6. Rollback — stepping back to a previous version

When an admin decides a newly-deployed version is misbehaving, rolling back means making an earlier version current again. There is no dedicated Rollback command — rollback is expressed through the existing admin commands plus the automatic promotion the aggregate performs when the current version leaves Connected.

How it works

current is always the highest Connected version (§2), so a lower version cannot be current while a higher one is still Connected. Rolling back therefore means taking the bad (higher) version out of the Connected set, with one command on the current version:

  • Deactivate(badVersion) — suspends it (→ Inactive); reversible later with Activate.
  • Retire(badVersion) — archives it (→ Retired); terminal.

When either command targets the current version, the aggregate automatically appends a VersionPromoted for the next-highest version that is still Connected (promoteEventshighestConnectedExcluding). So a single command both removes the bad version and steps the current pointer back.

Worked example — current is alpha.88, the previous alpha.86 is still Connected:

Deactivate(alpha.88)
├─ VersionDeactivated(alpha.88) // alpha.88 → Inactive, leaves the Connected set
└─ VersionPromoted(alpha.86) // alpha.86 = highest remaining Connected → current

The Plugins read model flips the alpha.88 row to Inactive, then VersionPromoted makes alpha.86 the current row; PluginHistory records both transitions (Deactivated, Promoted).

Stepping to a lower version number is fine

"Highest version wins" is about the highest Connected version, not the highest that ever existed. Once alpha.88 is Inactive, the highest Connected version is alpha.86, so promoting it doesn't violate the rule — VersionPromoted just records the explicit step-down.
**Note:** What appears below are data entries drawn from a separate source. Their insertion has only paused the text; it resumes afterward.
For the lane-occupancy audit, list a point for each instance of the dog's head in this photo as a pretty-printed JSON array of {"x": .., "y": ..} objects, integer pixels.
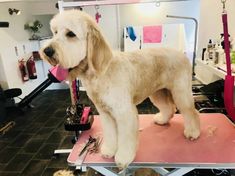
[{"x": 76, "y": 37}]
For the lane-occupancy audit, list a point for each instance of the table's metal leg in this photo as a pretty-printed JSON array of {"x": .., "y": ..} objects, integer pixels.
[{"x": 179, "y": 171}]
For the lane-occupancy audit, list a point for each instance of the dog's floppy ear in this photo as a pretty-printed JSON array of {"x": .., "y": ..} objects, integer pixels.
[{"x": 98, "y": 51}]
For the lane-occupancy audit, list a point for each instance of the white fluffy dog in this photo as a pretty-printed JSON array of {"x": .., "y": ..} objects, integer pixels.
[{"x": 117, "y": 81}]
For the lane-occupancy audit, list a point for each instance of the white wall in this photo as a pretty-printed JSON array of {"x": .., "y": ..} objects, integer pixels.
[
  {"x": 107, "y": 22},
  {"x": 145, "y": 14},
  {"x": 149, "y": 14}
]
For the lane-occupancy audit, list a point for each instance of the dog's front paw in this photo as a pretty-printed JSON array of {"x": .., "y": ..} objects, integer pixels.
[
  {"x": 107, "y": 152},
  {"x": 123, "y": 159},
  {"x": 160, "y": 119},
  {"x": 192, "y": 133}
]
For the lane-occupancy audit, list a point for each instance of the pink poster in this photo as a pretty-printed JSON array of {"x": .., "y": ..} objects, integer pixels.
[{"x": 152, "y": 34}]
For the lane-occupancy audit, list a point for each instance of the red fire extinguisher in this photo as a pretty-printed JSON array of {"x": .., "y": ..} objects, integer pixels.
[
  {"x": 23, "y": 71},
  {"x": 31, "y": 68}
]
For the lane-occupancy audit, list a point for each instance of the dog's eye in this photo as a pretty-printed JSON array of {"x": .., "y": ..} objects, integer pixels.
[{"x": 70, "y": 34}]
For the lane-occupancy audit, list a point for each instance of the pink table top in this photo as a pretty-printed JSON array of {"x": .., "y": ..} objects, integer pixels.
[{"x": 166, "y": 146}]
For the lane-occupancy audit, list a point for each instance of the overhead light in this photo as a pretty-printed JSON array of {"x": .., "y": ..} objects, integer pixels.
[
  {"x": 158, "y": 3},
  {"x": 11, "y": 11}
]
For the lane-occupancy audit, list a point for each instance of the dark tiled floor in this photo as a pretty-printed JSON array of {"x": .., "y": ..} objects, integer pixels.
[{"x": 27, "y": 149}]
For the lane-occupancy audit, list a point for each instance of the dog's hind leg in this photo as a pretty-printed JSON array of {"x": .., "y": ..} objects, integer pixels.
[
  {"x": 162, "y": 99},
  {"x": 182, "y": 96},
  {"x": 109, "y": 146},
  {"x": 127, "y": 126}
]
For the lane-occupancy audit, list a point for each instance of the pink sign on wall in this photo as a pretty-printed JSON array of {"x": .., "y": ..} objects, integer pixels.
[{"x": 152, "y": 34}]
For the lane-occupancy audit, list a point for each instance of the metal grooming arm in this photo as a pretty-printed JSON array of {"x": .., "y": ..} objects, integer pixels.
[{"x": 195, "y": 37}]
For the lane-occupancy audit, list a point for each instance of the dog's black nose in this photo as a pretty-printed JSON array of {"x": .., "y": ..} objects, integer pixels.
[{"x": 49, "y": 51}]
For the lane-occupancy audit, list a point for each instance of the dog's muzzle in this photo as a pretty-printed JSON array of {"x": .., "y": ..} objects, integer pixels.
[{"x": 49, "y": 51}]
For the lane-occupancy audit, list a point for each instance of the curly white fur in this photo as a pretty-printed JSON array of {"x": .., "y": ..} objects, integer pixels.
[{"x": 117, "y": 81}]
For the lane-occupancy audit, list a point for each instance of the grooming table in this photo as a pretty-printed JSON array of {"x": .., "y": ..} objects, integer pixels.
[{"x": 166, "y": 147}]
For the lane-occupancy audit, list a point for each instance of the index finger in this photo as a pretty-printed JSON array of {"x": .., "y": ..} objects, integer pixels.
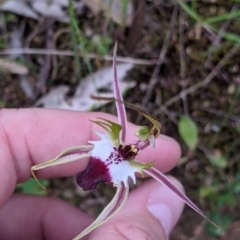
[{"x": 31, "y": 136}]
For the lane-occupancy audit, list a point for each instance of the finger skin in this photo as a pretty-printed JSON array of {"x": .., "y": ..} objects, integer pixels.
[
  {"x": 31, "y": 136},
  {"x": 134, "y": 221}
]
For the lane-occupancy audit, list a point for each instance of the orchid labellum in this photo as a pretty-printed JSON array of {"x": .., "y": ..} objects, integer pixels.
[{"x": 112, "y": 160}]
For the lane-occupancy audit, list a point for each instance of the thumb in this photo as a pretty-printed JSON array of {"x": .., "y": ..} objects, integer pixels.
[{"x": 151, "y": 212}]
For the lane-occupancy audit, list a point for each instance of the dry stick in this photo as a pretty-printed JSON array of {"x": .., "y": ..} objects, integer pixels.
[
  {"x": 219, "y": 37},
  {"x": 182, "y": 61},
  {"x": 161, "y": 56},
  {"x": 206, "y": 81},
  {"x": 70, "y": 53}
]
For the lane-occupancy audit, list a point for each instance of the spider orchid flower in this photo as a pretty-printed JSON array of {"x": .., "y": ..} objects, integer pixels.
[{"x": 112, "y": 160}]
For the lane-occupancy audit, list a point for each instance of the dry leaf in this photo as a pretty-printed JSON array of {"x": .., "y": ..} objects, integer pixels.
[
  {"x": 99, "y": 84},
  {"x": 113, "y": 9},
  {"x": 12, "y": 67}
]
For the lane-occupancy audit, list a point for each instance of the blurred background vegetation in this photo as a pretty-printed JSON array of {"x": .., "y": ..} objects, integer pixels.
[{"x": 184, "y": 60}]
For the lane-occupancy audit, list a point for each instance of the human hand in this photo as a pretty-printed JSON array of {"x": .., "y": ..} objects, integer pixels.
[{"x": 31, "y": 136}]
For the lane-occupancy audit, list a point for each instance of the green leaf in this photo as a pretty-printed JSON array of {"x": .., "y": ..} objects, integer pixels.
[
  {"x": 187, "y": 129},
  {"x": 31, "y": 187},
  {"x": 218, "y": 160}
]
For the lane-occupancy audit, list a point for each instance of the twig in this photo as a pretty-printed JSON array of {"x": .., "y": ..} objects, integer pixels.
[
  {"x": 37, "y": 51},
  {"x": 182, "y": 61},
  {"x": 219, "y": 37},
  {"x": 161, "y": 56},
  {"x": 203, "y": 83}
]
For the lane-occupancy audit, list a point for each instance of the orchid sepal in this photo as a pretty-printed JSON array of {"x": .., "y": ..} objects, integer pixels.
[
  {"x": 109, "y": 211},
  {"x": 112, "y": 128},
  {"x": 161, "y": 178},
  {"x": 70, "y": 154}
]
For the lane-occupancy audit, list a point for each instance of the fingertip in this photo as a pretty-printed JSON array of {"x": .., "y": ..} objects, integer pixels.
[{"x": 165, "y": 206}]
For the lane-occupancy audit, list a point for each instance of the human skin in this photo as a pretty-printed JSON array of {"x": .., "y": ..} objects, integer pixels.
[{"x": 31, "y": 136}]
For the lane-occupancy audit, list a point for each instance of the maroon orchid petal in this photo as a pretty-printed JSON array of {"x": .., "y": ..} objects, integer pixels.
[
  {"x": 96, "y": 172},
  {"x": 121, "y": 112}
]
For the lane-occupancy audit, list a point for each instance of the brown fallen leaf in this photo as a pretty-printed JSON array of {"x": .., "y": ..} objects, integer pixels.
[{"x": 12, "y": 67}]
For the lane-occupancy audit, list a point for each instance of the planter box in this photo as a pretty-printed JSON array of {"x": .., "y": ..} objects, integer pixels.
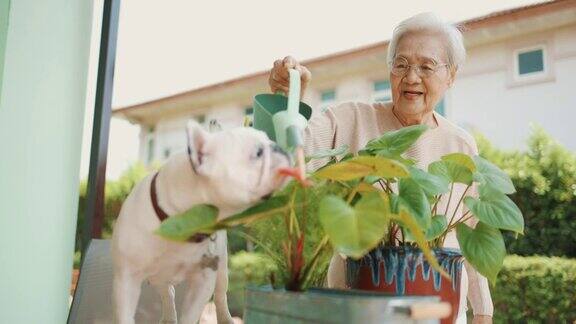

Activate(alpha.88) later is the inverse: it re-enters Connected, and being the higher version, supersedes alpha.86 again.

Do you have to wait for the new version's heartbeat to stop?

No, if the admin actively deactivates/retires it. Deactivate/Retire emit the VersionPromoted in the same command, so the switch to alpha.86 is immediate — no heartbeat-timeout is on that path. The still-running alpha.88 keeps heartbeating, but a Heartbeat for an Inactive/Retired version is ignored (not heartbeat-revivable), so it does not flip back.

You only wait for the timeout in the passive case — if, instead of issuing a command, you just stop the new version. Then nothing changes until the Scheduler times out its missing heartbeats and issues Disconnect(alpha.88), which triggers the same promoteEvents failover. That path is bounded by the heartbeat-timeout window (§3).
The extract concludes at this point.